The traditional curtain call for a musical production has the chorus presented first with them taking some form of group bow. This is followed by the supporting actors taking their bows, usually in twos or threes, and then the “stars” of the show make their individual entrances to the standing applause of the audience.
While the members of the chorus, known in the business as “gypsies” because they travel from show to show, are likely to put in rehearsal time at least equal to the stars of the show, they receive less pay and end up as a group of talented but often soon forgotten faceless individuals. “A Chorus Line” gives names and faces to them as the show has a number of its characters tell their personal stories and explain why they need the job for which they are auditioning.
“A Chorus Line” is based on actual interviews Michael Bennett conducted with dancers while the tape recorder ran. Using the premise of an audition, Bennett and writers Nicholas Dante and James Kirkwood expose the complex lives of these previously “unsung” members of a cast and share with the audience the individual fulfillment that can be found in working to produce something that requires a dedicated group effort. It has been deemed the best musical ever by those who came of age during its 6,137 performance run which began in 1975.

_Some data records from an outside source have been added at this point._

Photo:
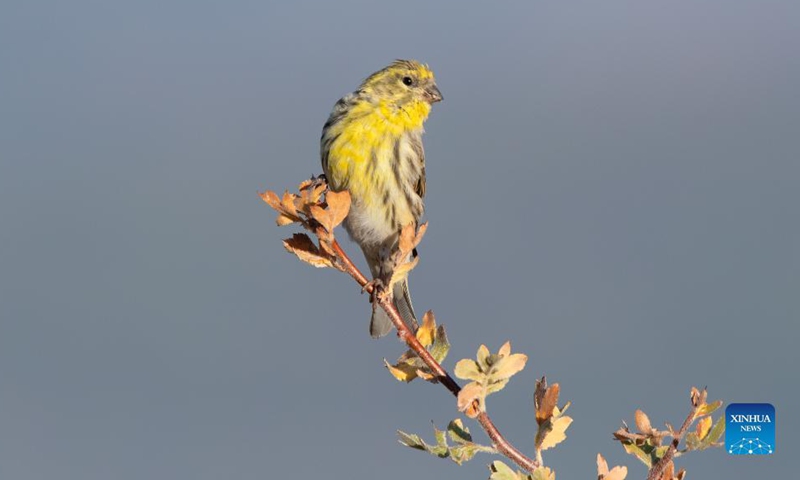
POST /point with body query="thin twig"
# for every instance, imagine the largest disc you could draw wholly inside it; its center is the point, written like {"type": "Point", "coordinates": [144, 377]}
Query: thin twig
{"type": "Point", "coordinates": [658, 468]}
{"type": "Point", "coordinates": [405, 334]}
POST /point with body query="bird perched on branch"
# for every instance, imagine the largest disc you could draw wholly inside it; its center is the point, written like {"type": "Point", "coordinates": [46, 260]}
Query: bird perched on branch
{"type": "Point", "coordinates": [372, 146]}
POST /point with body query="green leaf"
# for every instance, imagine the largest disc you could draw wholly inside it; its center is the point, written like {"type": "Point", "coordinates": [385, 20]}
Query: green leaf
{"type": "Point", "coordinates": [463, 453]}
{"type": "Point", "coordinates": [692, 441]}
{"type": "Point", "coordinates": [508, 366]}
{"type": "Point", "coordinates": [639, 452]}
{"type": "Point", "coordinates": [467, 369]}
{"type": "Point", "coordinates": [483, 358]}
{"type": "Point", "coordinates": [441, 346]}
{"type": "Point", "coordinates": [552, 432]}
{"type": "Point", "coordinates": [707, 409]}
{"type": "Point", "coordinates": [716, 432]}
{"type": "Point", "coordinates": [496, 386]}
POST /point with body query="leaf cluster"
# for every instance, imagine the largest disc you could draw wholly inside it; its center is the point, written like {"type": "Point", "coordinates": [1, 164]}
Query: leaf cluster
{"type": "Point", "coordinates": [316, 209]}
{"type": "Point", "coordinates": [410, 366]}
{"type": "Point", "coordinates": [463, 447]}
{"type": "Point", "coordinates": [648, 443]}
{"type": "Point", "coordinates": [489, 373]}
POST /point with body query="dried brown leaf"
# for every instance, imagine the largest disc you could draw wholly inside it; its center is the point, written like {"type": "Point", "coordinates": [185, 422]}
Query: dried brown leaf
{"type": "Point", "coordinates": [548, 402]}
{"type": "Point", "coordinates": [288, 204]}
{"type": "Point", "coordinates": [427, 331]}
{"type": "Point", "coordinates": [322, 216]}
{"type": "Point", "coordinates": [703, 427]}
{"type": "Point", "coordinates": [282, 220]}
{"type": "Point", "coordinates": [304, 248]}
{"type": "Point", "coordinates": [338, 207]}
{"type": "Point", "coordinates": [272, 200]}
{"type": "Point", "coordinates": [643, 422]}
{"type": "Point", "coordinates": [469, 394]}
{"type": "Point", "coordinates": [669, 472]}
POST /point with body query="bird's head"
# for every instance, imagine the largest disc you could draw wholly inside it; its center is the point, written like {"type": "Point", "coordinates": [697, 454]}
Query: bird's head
{"type": "Point", "coordinates": [403, 83]}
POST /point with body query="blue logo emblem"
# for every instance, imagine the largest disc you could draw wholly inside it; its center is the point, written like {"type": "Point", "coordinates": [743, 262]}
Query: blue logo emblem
{"type": "Point", "coordinates": [750, 429]}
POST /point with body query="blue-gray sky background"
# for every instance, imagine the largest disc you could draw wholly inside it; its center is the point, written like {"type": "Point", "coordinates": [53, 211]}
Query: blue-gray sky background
{"type": "Point", "coordinates": [612, 185]}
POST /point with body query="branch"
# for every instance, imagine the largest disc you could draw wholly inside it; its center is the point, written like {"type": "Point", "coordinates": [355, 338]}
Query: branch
{"type": "Point", "coordinates": [405, 334]}
{"type": "Point", "coordinates": [321, 217]}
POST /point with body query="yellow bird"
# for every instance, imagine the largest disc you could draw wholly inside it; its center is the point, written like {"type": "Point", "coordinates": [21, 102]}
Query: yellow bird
{"type": "Point", "coordinates": [372, 146]}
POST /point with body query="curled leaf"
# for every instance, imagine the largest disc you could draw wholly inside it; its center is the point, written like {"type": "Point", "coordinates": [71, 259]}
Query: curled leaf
{"type": "Point", "coordinates": [548, 399]}
{"type": "Point", "coordinates": [508, 365]}
{"type": "Point", "coordinates": [427, 331]}
{"type": "Point", "coordinates": [703, 427]}
{"type": "Point", "coordinates": [304, 248]}
{"type": "Point", "coordinates": [603, 473]}
{"type": "Point", "coordinates": [643, 422]}
{"type": "Point", "coordinates": [468, 395]}
{"type": "Point", "coordinates": [467, 369]}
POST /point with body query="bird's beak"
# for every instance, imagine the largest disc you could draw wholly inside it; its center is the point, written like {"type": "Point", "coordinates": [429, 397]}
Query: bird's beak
{"type": "Point", "coordinates": [433, 94]}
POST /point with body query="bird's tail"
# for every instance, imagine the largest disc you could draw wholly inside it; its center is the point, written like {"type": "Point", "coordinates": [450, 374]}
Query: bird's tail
{"type": "Point", "coordinates": [380, 324]}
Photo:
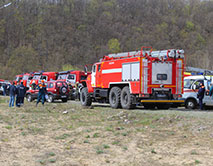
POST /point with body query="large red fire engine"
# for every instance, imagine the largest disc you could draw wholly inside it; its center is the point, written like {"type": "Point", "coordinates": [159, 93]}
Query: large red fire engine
{"type": "Point", "coordinates": [47, 76]}
{"type": "Point", "coordinates": [146, 77]}
{"type": "Point", "coordinates": [72, 76]}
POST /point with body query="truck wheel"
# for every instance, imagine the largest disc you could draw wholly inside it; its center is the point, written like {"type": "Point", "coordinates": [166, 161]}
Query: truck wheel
{"type": "Point", "coordinates": [126, 98]}
{"type": "Point", "coordinates": [29, 98]}
{"type": "Point", "coordinates": [64, 100]}
{"type": "Point", "coordinates": [149, 106]}
{"type": "Point", "coordinates": [50, 98]}
{"type": "Point", "coordinates": [190, 104]}
{"type": "Point", "coordinates": [114, 97]}
{"type": "Point", "coordinates": [85, 97]}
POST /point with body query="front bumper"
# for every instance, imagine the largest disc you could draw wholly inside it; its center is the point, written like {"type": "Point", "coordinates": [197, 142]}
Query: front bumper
{"type": "Point", "coordinates": [180, 101]}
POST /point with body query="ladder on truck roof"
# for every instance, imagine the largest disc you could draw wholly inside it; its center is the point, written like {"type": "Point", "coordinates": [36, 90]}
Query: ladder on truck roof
{"type": "Point", "coordinates": [171, 53]}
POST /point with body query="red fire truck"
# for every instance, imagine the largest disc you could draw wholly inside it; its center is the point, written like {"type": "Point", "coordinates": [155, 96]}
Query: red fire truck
{"type": "Point", "coordinates": [47, 76]}
{"type": "Point", "coordinates": [72, 76]}
{"type": "Point", "coordinates": [145, 77]}
{"type": "Point", "coordinates": [27, 77]}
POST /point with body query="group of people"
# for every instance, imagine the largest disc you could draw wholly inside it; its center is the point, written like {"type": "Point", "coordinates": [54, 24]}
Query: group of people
{"type": "Point", "coordinates": [17, 94]}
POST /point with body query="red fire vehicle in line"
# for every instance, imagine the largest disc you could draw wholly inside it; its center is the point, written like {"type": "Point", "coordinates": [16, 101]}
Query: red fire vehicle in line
{"type": "Point", "coordinates": [27, 77]}
{"type": "Point", "coordinates": [72, 76]}
{"type": "Point", "coordinates": [18, 78]}
{"type": "Point", "coordinates": [55, 90]}
{"type": "Point", "coordinates": [74, 79]}
{"type": "Point", "coordinates": [150, 78]}
{"type": "Point", "coordinates": [47, 76]}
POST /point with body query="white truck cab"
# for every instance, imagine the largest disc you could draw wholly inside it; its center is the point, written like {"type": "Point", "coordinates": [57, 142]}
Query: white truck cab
{"type": "Point", "coordinates": [191, 87]}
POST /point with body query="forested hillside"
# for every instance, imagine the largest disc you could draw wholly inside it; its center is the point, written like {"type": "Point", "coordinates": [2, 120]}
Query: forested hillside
{"type": "Point", "coordinates": [52, 34]}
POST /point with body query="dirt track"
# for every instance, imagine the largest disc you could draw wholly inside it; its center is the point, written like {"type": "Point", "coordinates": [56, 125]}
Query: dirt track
{"type": "Point", "coordinates": [67, 135]}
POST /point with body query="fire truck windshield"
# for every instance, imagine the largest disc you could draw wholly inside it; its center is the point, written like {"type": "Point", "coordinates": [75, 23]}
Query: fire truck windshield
{"type": "Point", "coordinates": [188, 83]}
{"type": "Point", "coordinates": [62, 77]}
{"type": "Point", "coordinates": [25, 77]}
{"type": "Point", "coordinates": [36, 77]}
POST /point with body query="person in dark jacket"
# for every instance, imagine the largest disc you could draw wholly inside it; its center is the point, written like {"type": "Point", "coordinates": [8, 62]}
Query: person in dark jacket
{"type": "Point", "coordinates": [21, 94]}
{"type": "Point", "coordinates": [4, 89]}
{"type": "Point", "coordinates": [17, 95]}
{"type": "Point", "coordinates": [201, 93]}
{"type": "Point", "coordinates": [42, 91]}
{"type": "Point", "coordinates": [12, 94]}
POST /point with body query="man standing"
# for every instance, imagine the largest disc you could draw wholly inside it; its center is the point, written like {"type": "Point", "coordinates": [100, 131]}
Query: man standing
{"type": "Point", "coordinates": [4, 89]}
{"type": "Point", "coordinates": [12, 94]}
{"type": "Point", "coordinates": [201, 93]}
{"type": "Point", "coordinates": [42, 91]}
{"type": "Point", "coordinates": [21, 94]}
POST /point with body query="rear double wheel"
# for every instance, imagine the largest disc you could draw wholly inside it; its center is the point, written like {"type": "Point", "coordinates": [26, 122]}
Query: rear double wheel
{"type": "Point", "coordinates": [114, 97]}
{"type": "Point", "coordinates": [190, 104]}
{"type": "Point", "coordinates": [85, 97]}
{"type": "Point", "coordinates": [126, 98]}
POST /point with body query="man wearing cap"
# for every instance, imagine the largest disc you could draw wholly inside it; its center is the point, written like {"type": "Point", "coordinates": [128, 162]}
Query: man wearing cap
{"type": "Point", "coordinates": [42, 91]}
{"type": "Point", "coordinates": [21, 91]}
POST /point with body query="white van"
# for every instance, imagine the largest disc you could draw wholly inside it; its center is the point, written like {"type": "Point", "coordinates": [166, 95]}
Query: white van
{"type": "Point", "coordinates": [190, 91]}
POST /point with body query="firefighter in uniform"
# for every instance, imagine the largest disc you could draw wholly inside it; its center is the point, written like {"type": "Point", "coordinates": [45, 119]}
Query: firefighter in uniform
{"type": "Point", "coordinates": [42, 91]}
{"type": "Point", "coordinates": [200, 96]}
{"type": "Point", "coordinates": [21, 92]}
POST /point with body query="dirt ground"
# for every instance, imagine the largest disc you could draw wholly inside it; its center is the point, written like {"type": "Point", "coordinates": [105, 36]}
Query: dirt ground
{"type": "Point", "coordinates": [66, 134]}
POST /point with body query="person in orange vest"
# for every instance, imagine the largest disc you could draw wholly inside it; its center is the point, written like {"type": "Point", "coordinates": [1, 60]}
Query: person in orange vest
{"type": "Point", "coordinates": [42, 91]}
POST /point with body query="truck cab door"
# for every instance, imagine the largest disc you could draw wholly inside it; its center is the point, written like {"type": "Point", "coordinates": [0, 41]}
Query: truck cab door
{"type": "Point", "coordinates": [207, 99]}
{"type": "Point", "coordinates": [98, 75]}
{"type": "Point", "coordinates": [93, 79]}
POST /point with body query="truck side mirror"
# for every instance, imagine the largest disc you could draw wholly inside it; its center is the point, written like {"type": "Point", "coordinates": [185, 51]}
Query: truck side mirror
{"type": "Point", "coordinates": [85, 69]}
{"type": "Point", "coordinates": [194, 87]}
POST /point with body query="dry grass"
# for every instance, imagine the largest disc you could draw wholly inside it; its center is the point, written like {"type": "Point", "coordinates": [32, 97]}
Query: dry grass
{"type": "Point", "coordinates": [68, 135]}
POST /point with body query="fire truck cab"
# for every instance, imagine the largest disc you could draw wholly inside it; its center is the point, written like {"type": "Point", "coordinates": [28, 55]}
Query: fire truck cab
{"type": "Point", "coordinates": [191, 87]}
{"type": "Point", "coordinates": [149, 78]}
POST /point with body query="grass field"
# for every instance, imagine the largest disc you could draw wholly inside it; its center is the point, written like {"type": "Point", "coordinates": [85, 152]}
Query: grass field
{"type": "Point", "coordinates": [67, 134]}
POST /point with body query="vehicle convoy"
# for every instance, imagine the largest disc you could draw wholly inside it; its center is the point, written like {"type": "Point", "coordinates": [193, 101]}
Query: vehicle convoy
{"type": "Point", "coordinates": [18, 78]}
{"type": "Point", "coordinates": [47, 76]}
{"type": "Point", "coordinates": [55, 90]}
{"type": "Point", "coordinates": [149, 78]}
{"type": "Point", "coordinates": [27, 77]}
{"type": "Point", "coordinates": [191, 87]}
{"type": "Point", "coordinates": [74, 79]}
{"type": "Point", "coordinates": [72, 76]}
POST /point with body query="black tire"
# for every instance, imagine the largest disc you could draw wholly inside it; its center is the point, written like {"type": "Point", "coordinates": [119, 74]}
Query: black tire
{"type": "Point", "coordinates": [50, 98]}
{"type": "Point", "coordinates": [114, 97]}
{"type": "Point", "coordinates": [190, 104]}
{"type": "Point", "coordinates": [149, 106]}
{"type": "Point", "coordinates": [64, 100]}
{"type": "Point", "coordinates": [85, 97]}
{"type": "Point", "coordinates": [126, 99]}
{"type": "Point", "coordinates": [163, 106]}
{"type": "Point", "coordinates": [29, 98]}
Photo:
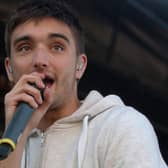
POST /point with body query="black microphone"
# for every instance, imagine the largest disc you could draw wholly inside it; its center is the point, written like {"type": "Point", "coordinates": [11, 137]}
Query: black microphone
{"type": "Point", "coordinates": [15, 128]}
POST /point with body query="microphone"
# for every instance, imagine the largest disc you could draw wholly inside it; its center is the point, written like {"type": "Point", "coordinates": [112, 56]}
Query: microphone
{"type": "Point", "coordinates": [15, 128]}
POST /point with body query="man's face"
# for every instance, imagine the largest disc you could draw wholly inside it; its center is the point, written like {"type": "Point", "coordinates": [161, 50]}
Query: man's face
{"type": "Point", "coordinates": [47, 46]}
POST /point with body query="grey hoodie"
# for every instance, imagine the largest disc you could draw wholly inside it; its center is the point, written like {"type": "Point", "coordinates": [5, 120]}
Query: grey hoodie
{"type": "Point", "coordinates": [102, 133]}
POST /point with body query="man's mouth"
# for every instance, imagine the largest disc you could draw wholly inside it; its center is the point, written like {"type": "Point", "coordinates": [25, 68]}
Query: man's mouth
{"type": "Point", "coordinates": [48, 81]}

McQuaid Jesuit is indeed pleased to present “A Chorus Line” from March 14th through the 17th in the Father Leon J. Hogenkamp Auditorium at 1800 South Clinton Avenue. All performances begin at 7:30. All tickets are $8 on Wednesday, March 14th. Thursday through Saturday, March 15th through the 17th, tickets are $10 for students and seniors, and $12 for adults. For additional information and to reserve tickets for any of the performances call 473-1130 x100.
Please be advised that there is some material in the show that may not be appropriate for younger children.